In the case of natural disasters and the like, although I mostly don't do anything, I always feel I can, or rather could. I could send money, food, clothes, whatever the need was...it feels like something can be done. Against something like this, it just feels such a world away in terms of knowledge, experience, abilities...
I went onto the BBC website this morning to read more, see if there was anymore news, see if I could understand anymore. There was nothing on the front page. I did track down heaps on information eventually (after a couple of wrong guesses at where Burma would be bracketed in the BBC's global chunks - falling on the border between their South Asia pages and their Asia-Pacific pages (the second one having the more information)).
When it comes down to it, petitions (there is lots more information out there about other petitions, ways of making your voice heard etc etc), rallies and prayers are probably all I can offer in this instance so I shall have to do my best with all of them.

Spring is Sprung

Spring has sprung, the grass is riz
Look at where the birdies is
The birdies on the wing.
On the wing? But that's absurd!
The wing is on the bird.
(Having hunted for this poem that my dad used to say when I was little, it seems there is a wide range of versions and almost as wide a range of possible authors, so no credits here!)
Spring have sprung means the winds, the winds have returned! Today is the worst day yet this spring and, having not spent spring in this house before, it is kinda scary. Everything is rattling, the chimney is howling, as Husbink put it, we don't have a draft in the bathroom, we have a breeze!
Very, very glad Husbink took the car to work this morning instead of cycling...

Thursday, September 27, 2007

Things I Don't Do Enough

1. Breathe

Not normal breathing, but slow, deep breathing.

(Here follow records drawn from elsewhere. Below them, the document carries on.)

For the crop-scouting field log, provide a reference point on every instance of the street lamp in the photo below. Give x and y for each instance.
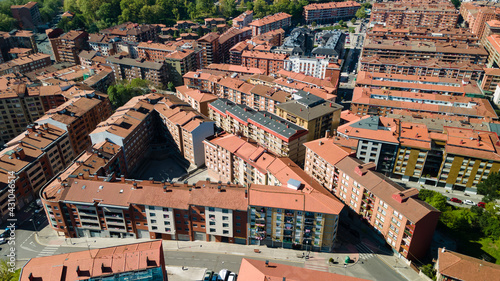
(34, 226)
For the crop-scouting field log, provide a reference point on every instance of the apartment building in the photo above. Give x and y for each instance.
(181, 62)
(271, 22)
(54, 36)
(231, 69)
(405, 222)
(70, 46)
(490, 80)
(258, 97)
(29, 161)
(451, 155)
(311, 112)
(27, 15)
(195, 98)
(243, 20)
(269, 62)
(134, 125)
(277, 135)
(25, 64)
(129, 69)
(455, 266)
(133, 32)
(79, 116)
(419, 84)
(102, 43)
(428, 68)
(491, 27)
(369, 101)
(423, 51)
(403, 14)
(20, 105)
(149, 209)
(133, 261)
(187, 127)
(330, 12)
(230, 38)
(210, 44)
(296, 82)
(493, 48)
(316, 67)
(428, 34)
(476, 14)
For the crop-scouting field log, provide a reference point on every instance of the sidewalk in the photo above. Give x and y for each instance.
(49, 237)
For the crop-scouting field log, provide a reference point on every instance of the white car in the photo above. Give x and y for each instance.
(469, 202)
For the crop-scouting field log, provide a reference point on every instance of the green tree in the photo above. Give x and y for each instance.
(6, 22)
(171, 86)
(429, 270)
(490, 187)
(360, 13)
(260, 8)
(5, 272)
(228, 8)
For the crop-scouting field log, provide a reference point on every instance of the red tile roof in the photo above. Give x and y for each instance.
(113, 260)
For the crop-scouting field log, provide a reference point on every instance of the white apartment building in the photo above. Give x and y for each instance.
(315, 67)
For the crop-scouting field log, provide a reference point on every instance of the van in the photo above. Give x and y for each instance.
(232, 277)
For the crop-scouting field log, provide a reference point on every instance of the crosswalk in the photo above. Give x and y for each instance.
(316, 264)
(365, 253)
(48, 251)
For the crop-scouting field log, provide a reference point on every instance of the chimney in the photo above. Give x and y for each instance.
(19, 152)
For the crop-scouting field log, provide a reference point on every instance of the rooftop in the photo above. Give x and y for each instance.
(461, 267)
(95, 263)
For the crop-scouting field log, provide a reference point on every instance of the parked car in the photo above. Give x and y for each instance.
(232, 277)
(215, 277)
(208, 275)
(469, 202)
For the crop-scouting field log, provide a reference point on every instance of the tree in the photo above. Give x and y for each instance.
(228, 8)
(490, 187)
(429, 270)
(171, 86)
(260, 8)
(5, 272)
(360, 13)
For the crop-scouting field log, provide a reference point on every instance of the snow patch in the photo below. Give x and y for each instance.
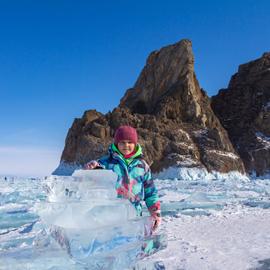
(197, 173)
(65, 168)
(224, 153)
(263, 139)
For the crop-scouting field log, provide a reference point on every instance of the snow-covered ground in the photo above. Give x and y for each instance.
(212, 221)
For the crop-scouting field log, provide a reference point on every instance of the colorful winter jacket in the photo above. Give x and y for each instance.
(134, 180)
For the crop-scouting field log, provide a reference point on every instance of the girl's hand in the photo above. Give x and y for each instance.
(156, 220)
(91, 165)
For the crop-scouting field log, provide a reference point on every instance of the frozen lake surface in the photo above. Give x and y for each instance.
(210, 223)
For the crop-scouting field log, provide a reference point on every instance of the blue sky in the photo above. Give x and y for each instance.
(60, 58)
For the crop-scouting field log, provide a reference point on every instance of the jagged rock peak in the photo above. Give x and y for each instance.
(171, 113)
(164, 69)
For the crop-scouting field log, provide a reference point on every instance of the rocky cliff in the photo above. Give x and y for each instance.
(244, 110)
(173, 116)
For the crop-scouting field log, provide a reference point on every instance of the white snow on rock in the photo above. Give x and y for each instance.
(197, 173)
(224, 153)
(264, 140)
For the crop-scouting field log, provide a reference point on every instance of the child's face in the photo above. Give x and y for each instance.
(126, 147)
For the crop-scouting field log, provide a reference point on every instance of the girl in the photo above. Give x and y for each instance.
(134, 176)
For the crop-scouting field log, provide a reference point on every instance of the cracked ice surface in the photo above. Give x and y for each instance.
(213, 221)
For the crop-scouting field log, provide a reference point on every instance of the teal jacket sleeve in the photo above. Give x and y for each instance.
(151, 197)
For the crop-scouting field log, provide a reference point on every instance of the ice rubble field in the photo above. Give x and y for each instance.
(212, 221)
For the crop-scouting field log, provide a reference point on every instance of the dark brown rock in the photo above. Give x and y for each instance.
(171, 113)
(244, 110)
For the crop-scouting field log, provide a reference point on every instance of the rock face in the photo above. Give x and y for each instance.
(172, 114)
(244, 110)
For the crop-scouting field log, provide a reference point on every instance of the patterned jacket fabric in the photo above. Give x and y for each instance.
(134, 180)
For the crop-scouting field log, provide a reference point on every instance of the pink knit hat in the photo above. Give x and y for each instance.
(125, 133)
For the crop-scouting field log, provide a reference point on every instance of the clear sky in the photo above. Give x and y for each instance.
(60, 58)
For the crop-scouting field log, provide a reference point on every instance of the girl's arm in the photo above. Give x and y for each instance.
(151, 198)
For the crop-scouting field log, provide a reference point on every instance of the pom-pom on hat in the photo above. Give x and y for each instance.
(125, 133)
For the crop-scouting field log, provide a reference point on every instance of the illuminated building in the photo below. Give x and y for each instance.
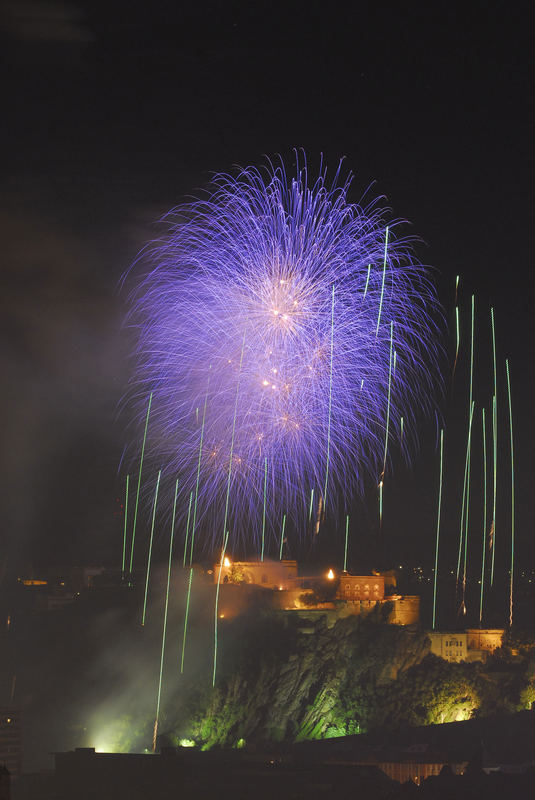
(11, 739)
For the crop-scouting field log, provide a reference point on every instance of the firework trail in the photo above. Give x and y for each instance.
(282, 536)
(149, 557)
(438, 525)
(345, 545)
(264, 256)
(164, 629)
(125, 525)
(494, 444)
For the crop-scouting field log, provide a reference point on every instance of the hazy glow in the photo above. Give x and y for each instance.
(308, 287)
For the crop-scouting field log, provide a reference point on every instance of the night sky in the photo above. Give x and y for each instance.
(115, 111)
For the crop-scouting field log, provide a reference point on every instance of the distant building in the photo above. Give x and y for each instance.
(5, 783)
(485, 639)
(241, 583)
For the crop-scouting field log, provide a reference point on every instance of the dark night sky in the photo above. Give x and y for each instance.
(114, 111)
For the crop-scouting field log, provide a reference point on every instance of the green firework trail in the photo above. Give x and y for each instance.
(187, 530)
(125, 525)
(494, 445)
(438, 526)
(330, 407)
(139, 483)
(467, 462)
(484, 431)
(199, 469)
(264, 511)
(150, 548)
(387, 426)
(382, 284)
(512, 495)
(190, 579)
(164, 631)
(367, 280)
(345, 547)
(282, 536)
(465, 485)
(186, 615)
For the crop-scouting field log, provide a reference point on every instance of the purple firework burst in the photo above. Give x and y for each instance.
(280, 328)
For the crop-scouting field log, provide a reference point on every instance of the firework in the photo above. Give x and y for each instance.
(484, 432)
(139, 483)
(164, 629)
(494, 443)
(438, 526)
(149, 556)
(125, 525)
(313, 286)
(511, 571)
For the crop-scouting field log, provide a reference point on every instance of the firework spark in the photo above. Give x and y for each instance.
(260, 261)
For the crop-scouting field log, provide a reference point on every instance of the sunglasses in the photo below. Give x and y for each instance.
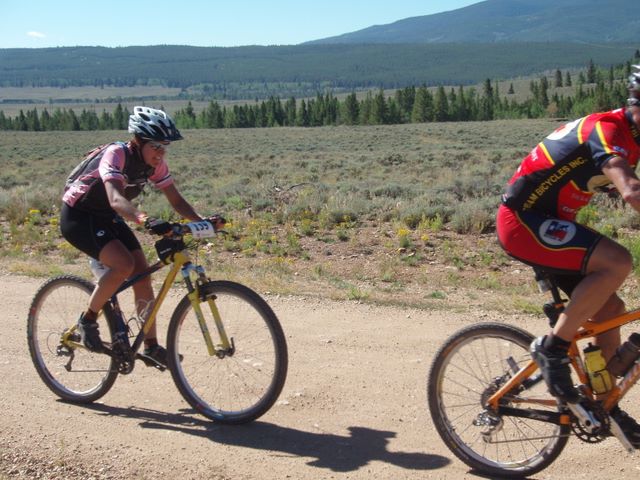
(158, 146)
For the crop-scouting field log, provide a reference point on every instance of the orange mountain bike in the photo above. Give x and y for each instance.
(491, 407)
(226, 350)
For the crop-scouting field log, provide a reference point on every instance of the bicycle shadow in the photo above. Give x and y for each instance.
(326, 450)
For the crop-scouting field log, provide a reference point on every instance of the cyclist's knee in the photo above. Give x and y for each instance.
(612, 260)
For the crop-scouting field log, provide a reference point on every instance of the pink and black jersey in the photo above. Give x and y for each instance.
(116, 162)
(562, 172)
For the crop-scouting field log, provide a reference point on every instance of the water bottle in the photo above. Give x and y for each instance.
(599, 376)
(97, 268)
(625, 356)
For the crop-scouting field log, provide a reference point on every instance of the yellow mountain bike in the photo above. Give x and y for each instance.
(226, 350)
(491, 407)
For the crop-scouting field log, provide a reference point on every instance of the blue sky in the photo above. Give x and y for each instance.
(210, 23)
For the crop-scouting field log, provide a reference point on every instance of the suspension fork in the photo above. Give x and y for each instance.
(198, 295)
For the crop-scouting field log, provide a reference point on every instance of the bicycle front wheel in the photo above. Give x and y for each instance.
(467, 370)
(243, 384)
(69, 370)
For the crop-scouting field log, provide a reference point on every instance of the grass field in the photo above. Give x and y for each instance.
(387, 214)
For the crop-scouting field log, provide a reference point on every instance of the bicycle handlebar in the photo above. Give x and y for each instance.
(201, 229)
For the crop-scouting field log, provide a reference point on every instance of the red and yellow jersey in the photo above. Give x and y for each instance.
(562, 172)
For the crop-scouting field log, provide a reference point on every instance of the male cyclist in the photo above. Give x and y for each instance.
(97, 203)
(536, 224)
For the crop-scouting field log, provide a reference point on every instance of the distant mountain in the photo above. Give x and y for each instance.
(588, 21)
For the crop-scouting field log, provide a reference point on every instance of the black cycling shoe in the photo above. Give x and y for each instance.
(90, 334)
(555, 371)
(628, 425)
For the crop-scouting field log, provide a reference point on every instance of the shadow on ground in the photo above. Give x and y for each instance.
(327, 451)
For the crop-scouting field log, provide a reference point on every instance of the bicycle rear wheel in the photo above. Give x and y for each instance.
(240, 386)
(468, 368)
(69, 370)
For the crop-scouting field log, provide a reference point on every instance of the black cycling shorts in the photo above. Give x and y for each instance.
(90, 233)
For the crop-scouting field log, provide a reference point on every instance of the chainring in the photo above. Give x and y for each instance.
(597, 435)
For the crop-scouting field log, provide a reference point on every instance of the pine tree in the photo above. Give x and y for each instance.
(351, 110)
(558, 80)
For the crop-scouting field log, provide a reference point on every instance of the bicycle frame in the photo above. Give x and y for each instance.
(589, 330)
(194, 278)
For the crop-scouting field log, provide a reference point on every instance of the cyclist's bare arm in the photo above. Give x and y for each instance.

I went to yoga this week for the first time in quite a while and after that first five minutes I was ready to leave - not because it was bad but because I'd done what I really needed to do. I'd sat still, comfortably but with good posture, and I'd focussed on my breathing. Slow, deep breaths. I felt instantly amazing and healthy.

2. Go to this cinema

Husbink and I went for a date on Tuesday afternoon. The cinema is small and lovely and has a cafe. We went in to watch the film, sat down on our two seater sofa, cushions and all, me with a pot of earl grey (I'm still liking coffee but I'm back on tea too!), Husbink with his moccachino and had a thoroughly enjoyable time.

3. Watch

As you are by now all well aware, I "do" a lot. I have lists, I must achieve! But watching, like deep breathing, is so good. Today, I'm watching the rain (and being grateful for my long socks and little heater). But watching the sea, watching people, watching birds, watching flowers in the breeze, watching sun and shadows...

4. Stop procrastinating

This week, I've been writing two talks and a reflection for our church's women's retreat this weekend. It is my top priority at the moment, I really want to do it - and to do it well so that the women get something out of the weekend...and yet, here I am. So much of this week has disappeared in a fog of procrastination!

5. Smile

It's not that I don't smile a lot anyway, but I think that is an area where there is always room for improvement.